Par Camille D., le 21 avril 2026. Catégorie : Culture.
On se souvient tous de la vague Ghibli sur les réseaux en mars 2025. OpenAI avait sorti une mise à jour de son générateur d'images qui rendait possible de transformer n'importe quelle photo en illustration "style Ghibli" avec un seul prompt. Réseaux explosés, mèmes en cascade, et un débat juridique brûlant : peut-on copier le style d'un studio sans son accord ?
La position Ghibli
Hayao Miyazaki avait déjà déclaré en 2016 que l'IA était "une insulte à la vie elle-même". Le studio n'a pas fait de communication officielle après la vague de 2025, ce qui en dit long. Selon des sources internes, Toshio Suzuki (producteur historique Ghibli) aurait préparé une plainte conjointe avec d'autres studios japonais, mais la procédure est complexe : les style ne sont pas protégés par le droit d'auteur, seules les œuvres précises le sont.
Le vrai débat
Le sujet n'est pas juridique mais éthique.

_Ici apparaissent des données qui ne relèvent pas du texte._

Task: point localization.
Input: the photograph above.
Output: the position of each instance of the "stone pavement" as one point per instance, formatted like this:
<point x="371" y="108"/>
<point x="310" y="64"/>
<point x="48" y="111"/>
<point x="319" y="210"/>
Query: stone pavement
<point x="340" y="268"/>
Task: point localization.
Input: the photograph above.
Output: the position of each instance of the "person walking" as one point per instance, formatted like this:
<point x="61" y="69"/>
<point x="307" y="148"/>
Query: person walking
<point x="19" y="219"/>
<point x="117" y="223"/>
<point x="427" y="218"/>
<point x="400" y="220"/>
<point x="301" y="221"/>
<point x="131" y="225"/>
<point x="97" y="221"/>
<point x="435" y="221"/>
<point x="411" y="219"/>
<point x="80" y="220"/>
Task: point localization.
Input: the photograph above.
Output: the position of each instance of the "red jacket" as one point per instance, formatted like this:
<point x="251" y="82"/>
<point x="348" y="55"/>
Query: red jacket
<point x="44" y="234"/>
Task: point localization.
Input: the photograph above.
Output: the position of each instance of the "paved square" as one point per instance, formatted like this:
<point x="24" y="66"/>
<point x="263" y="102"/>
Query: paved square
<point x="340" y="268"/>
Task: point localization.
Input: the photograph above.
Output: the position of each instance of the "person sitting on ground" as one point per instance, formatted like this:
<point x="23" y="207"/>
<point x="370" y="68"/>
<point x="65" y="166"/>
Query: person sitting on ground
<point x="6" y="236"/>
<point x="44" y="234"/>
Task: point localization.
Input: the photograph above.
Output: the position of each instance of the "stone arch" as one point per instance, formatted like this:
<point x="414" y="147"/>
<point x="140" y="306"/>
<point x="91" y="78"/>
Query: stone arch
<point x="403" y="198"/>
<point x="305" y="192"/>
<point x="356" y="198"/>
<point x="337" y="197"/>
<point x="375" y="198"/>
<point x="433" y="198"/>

Les modèles IA ont été entraînés sur des millions d'images Ghibli sans accord ni rémunération. Quand un utilisateur génère un Ghibli synthétique, l'IA puise dans cette base. Les artistes considèrent ça comme du vol structurel. Les défenseurs de l'IA répondent que tout artiste humain s'inspire d'autres œuvres pour développer son style.
En avril 2026, l'Union Européenne discute un cadre légal pour l'IA générative qui pourrait imposer aux IA de citer leurs sources d'entraînement. Si ça passe, OpenAI, Stability AI, Midjourney devront divulguer ce qui les a nourris. Et les studios pourraient demander indemnisation. À suivre.